Herzlich Willkommen auf den Wirtschaftsseiten der Stadt Lauchhammer.




Auch nach der Wende präsentiert sich Lauchhammer als eine starke Industriestadt.

Was 1725 mit den Lehensrechten August des Starken für die Freifrau von Löwendal zur Betreibung einer Gießerei in Lauchhammer-Ost begann, wird heute durch die Firma TAKRAF GmbH fortgesetzt. Sie liefert Technik für Tagebauausrüstungen in die ganze Welt. Auch die Salzgitter Stahlhandel GmbH, längst nicht mehr nur Lieferant, sondern Hersteller intelligenter Zulieferungen von vorgefertigten Stahlteilen, ist heute fester Bestandteil der starken Maschinen- und Stahlbaubranche in Lauchhammer. Der Maschinenbauer VESTAS, der weltmarktführende Hersteller von Windkraftanlagen, produziert seine Flügel hier vor Ort.

Die Attraktivität der Stadt Lauchhammer für Großansiedlungen zeichnet sich durch die günstige Lage zur Autobahn (3 km) und die Lage direkt zwischen Berlin und Dresden; die Nähe zu Leipzig, aber auch durch günstige Grundstückspreise unter 9 €/m² für erschlossenes Industrieland aus. Die Verfügbarkeit gut ausgebildeter Fachkräfte kann die Firma VESTAS durch die Einstellung von über 400 Arbeitnehmern aus der Region bestätigen. In den Kompetenzbereichen Kunststoff, Maschinen- und Stahlbau gibt es zahlreiche Aus- und Weiterbildungseinrichtungen (TÜV-Rheinland, WEQUA GmbH und Oberstufenzentrum).

Außerdem werden in Lauchhammer alle Schulformen bis zum Gymnasium angeboten.

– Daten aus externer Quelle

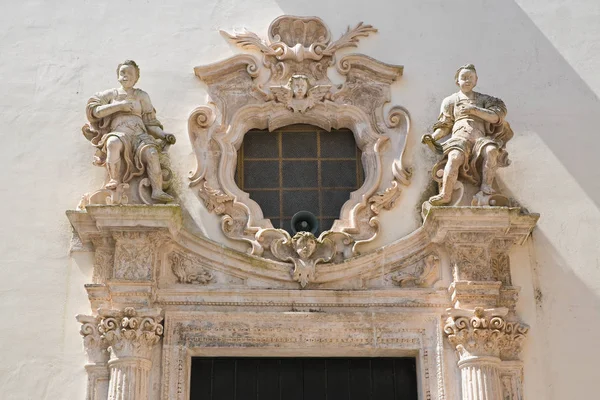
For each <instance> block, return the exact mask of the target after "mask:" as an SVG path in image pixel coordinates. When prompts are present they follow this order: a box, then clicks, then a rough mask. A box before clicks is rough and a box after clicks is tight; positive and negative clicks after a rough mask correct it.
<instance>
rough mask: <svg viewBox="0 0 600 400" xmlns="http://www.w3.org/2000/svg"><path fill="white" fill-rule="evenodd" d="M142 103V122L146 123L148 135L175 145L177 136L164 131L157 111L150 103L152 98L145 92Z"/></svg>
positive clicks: (141, 99) (141, 100)
mask: <svg viewBox="0 0 600 400" xmlns="http://www.w3.org/2000/svg"><path fill="white" fill-rule="evenodd" d="M141 102H142V120H143V121H144V125H145V126H146V130H147V131H148V133H149V134H150V135H152V136H153V137H155V138H156V139H162V140H164V141H166V142H167V143H169V144H175V136H174V135H172V134H170V133H166V132H165V131H164V130H163V127H162V124H161V123H160V121H159V120H158V119H157V118H156V110H155V109H154V106H153V105H152V102H151V101H150V96H148V93H146V92H143V94H142V98H141Z"/></svg>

Aber auch Firmen wie GALATEA (Kunststofferzeugnisse), Köhnlein GmbH (Türenproduktion), HFG Transport und Technik GmbH und Hoffmann Stahlverarbeitung (Metallbearbeitung), Archikart AG und Kalisch Computer- und Kassensysteme (IT-Branche) prägen das wirtschaftliche Bild des heutigen Lauchhammer. Viele weitere klein- und mittelständische Firmen, die sich gerade nach der Wende etablierten und heute noch am Markt sind, bilden eine starke Plattform in der Stadt. Die Arbeitskräftestruktur mit 4.145 Beschäftigten setzt sich aus 1.300 AP Industrie, 575 AP Handwerk, 1.640 AP Dienstleistung und 630 AP Handel/Gaststätten zusammen.

Gegenwärtig werden in Lauchhammer verstärkt Anstrengungen unternommen, um an frühere Zeiten der Energieerzeugung (7.000 Beschäftigte) anzuknüpfen, selbstverständlich in Form der neuen Energien, insbesondere der nachwachsenden Rohstoffe. Große zusammenhängende Flächen in rekultivierten Tagebauen bilden eine gute Grundlage für spätere wirtschaftliche Betreibung.

Nach dem Rückbau der Altindustrieanlagen kann Lauchhammer heute im Süden Brandenburgs die größten zusammenhängenden Industrieflächen für Investoren anbieten. Beispielhaft seien hier Flächen von 30 ha in Lauchhammer-Süd und 22 ha in Lauchhammer-West genannt.

Lauchhammer ist heute neben den Städten Finsterwalde, Großräschen, Schwarzheide und Senftenberg ein bedeutender Bestandteil des gleichnamigen Wachstumskernes, der stärksten Wirtschaftsregion Brandenburgs außerhalb des Berliner Speckgürtels. In den Schwerpunktbereichen Metall und Kunststoff arbeiten heute über 5.000 Mitarbeiter.